Third place. A spot I actively detested. It was two steps down from my rightful position. And it was a place that was also becoming far too familiar. Suspiciously so.
‘Rafa?’
‘Sì, debrief in an hour.’
I exhaled and manoeuvred the racing green and black car into its resting position, confident my silent command was understood. On days like today I was glad my brother and right-hand man was equally as ruthless, if not more so.
With my dreams of wresting the Salvatore name from a bloody and gruesome history into a semblance of respectability, I would need every ally I could cajole, threaten and blackmail into subservience.
The continued roaring of thetifosidrowned out the blows of my fists pummelling the shit stain whining incoherently for his life on the floor. The wild Italian fans were rabid on any given day. But when one of their own won and another occupied the podium in Monza, the spiritual home of motor racing? The atmosphere was off the charts.
There would be partying into the night in Monza and around the country.
Unfortunately, unlike the past three years straight, it wasn’t a Salvatore mounting the top step and basking in the adoration of the thousands who flooded the racetrack after the chequered flag fell.
My fury after being forced to stand next to Narciso Mancinelli, watch the cocky, snot-nosed kid smirk and fidget his way through the national anthem and all but shove the first-place trophy under my nose was at boiling point. No doubt there would be images splashed all over the newspapers by nightfall stoking the juicy private and public race and family rivalry. Wondering how I was taking the threat of being deposed by a driver ten years my junior.
Yeah, that shit ended tonight.
The smell of motor oil, hot tyre blankets and naked terror filled the air as I leaned over the man attempting to curl into a foetal position. His thin jumpsuit didn’t protect him from the stomp of my boot on his ribs.
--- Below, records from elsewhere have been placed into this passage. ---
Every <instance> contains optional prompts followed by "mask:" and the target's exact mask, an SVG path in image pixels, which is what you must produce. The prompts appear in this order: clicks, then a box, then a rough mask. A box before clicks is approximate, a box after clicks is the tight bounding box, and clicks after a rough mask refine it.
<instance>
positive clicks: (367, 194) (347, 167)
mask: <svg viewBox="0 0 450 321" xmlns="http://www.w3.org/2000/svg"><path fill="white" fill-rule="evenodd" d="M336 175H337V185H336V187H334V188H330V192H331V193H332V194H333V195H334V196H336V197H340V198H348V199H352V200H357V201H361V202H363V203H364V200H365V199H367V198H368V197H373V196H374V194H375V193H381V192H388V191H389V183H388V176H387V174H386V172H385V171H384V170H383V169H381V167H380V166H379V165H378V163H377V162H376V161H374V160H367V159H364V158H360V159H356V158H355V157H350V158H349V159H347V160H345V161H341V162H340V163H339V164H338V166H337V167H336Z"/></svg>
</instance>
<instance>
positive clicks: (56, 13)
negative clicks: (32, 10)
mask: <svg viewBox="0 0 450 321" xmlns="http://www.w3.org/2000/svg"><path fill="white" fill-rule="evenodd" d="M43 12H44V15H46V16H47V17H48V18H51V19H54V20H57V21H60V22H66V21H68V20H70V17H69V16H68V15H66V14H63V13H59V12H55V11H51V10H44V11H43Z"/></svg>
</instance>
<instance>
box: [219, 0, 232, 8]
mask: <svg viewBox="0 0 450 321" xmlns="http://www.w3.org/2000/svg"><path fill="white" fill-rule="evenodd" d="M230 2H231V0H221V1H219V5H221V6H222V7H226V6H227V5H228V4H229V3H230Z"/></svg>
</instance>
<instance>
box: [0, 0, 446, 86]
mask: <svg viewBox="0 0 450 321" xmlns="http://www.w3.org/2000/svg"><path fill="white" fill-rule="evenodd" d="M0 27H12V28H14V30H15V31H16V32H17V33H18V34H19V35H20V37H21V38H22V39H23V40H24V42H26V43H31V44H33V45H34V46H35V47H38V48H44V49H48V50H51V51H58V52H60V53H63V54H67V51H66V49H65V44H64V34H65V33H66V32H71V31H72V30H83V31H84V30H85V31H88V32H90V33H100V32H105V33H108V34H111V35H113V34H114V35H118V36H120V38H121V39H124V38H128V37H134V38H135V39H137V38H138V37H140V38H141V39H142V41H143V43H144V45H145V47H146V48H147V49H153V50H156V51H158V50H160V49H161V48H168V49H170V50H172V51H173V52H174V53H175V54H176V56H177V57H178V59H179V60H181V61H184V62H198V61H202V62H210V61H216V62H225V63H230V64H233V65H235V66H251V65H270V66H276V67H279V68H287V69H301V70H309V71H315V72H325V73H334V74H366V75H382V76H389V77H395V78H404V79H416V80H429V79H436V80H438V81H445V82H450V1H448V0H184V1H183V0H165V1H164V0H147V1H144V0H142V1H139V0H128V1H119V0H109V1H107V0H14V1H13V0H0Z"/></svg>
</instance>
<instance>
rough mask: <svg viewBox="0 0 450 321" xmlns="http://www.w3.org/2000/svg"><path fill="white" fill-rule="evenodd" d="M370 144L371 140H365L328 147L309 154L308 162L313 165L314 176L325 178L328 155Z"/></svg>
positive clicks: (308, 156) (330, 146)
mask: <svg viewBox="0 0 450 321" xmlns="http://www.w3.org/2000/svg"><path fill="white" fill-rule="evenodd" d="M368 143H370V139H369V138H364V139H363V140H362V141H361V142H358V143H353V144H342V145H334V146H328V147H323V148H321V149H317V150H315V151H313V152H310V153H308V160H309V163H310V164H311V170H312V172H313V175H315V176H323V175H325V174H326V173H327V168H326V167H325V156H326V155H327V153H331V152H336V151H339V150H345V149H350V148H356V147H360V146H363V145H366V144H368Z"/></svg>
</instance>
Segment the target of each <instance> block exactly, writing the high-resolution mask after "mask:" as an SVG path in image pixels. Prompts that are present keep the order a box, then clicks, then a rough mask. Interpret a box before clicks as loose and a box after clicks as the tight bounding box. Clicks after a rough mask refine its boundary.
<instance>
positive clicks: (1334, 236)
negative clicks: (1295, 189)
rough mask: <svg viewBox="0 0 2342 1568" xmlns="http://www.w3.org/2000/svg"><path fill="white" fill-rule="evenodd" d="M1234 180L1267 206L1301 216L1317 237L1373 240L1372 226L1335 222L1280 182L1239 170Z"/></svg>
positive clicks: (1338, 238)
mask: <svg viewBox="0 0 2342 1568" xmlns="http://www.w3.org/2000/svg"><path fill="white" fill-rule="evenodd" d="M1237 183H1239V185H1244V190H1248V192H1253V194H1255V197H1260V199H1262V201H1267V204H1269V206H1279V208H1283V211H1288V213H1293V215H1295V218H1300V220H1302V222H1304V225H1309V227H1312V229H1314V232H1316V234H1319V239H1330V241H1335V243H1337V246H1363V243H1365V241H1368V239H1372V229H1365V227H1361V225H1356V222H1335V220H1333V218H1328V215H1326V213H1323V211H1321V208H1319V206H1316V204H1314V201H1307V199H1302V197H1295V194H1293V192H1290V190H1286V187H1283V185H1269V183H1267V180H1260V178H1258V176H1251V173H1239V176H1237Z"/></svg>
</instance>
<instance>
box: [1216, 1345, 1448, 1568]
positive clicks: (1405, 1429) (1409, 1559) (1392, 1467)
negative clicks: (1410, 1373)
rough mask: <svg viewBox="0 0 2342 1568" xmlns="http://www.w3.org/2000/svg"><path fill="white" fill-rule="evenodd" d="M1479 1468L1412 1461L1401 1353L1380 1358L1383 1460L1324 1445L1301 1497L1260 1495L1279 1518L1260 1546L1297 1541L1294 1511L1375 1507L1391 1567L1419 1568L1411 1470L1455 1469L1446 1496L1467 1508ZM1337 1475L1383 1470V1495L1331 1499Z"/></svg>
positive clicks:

There was a vein of recklessness in my actions tonight. For one thing, I was meting out punishment not in a secluded spot far from prying eyes, but in the back of the Furia Racing Team garage in the pit lane, where a dozen team motor homes and hospitality suites filled with people risked someone stumbling onto my little impromptu tête à tête with the snivelling weasel.
The extra muscle that permanently shadowed every Salvatore from my grandfather down were dutifully guarding the various entrances, but still, with phone cameras everywhere these days, few things remained truly secret for long.
I didn’t care.
Not when everything I’d worked so hard for was on the line. When my fickle grandfather was growing restless, making noises about it being time to ‘abandon that shitty little pipe dream’. As if that same dream hadn’t cleared the Salvatore Organisation a cool half a billion last year in legitimate sponsorship and another billion through a few shrewd laundering schemes.
Frustration drove my fist into flesh already pulpy from my beating, and I barely felt the wince as my knuckles jarred against bone.
Another gasping appeal for mercy only made me madder. ‘You know what you need to do. The pain stops if you give me the names.’
‘Easy, brother,’ an amused voice said from beside me.
I turned to meet dark cognac-brown eyes. Rafaelle took a step back at my fierce look, his hands rising in mock surrender while his lips twitched.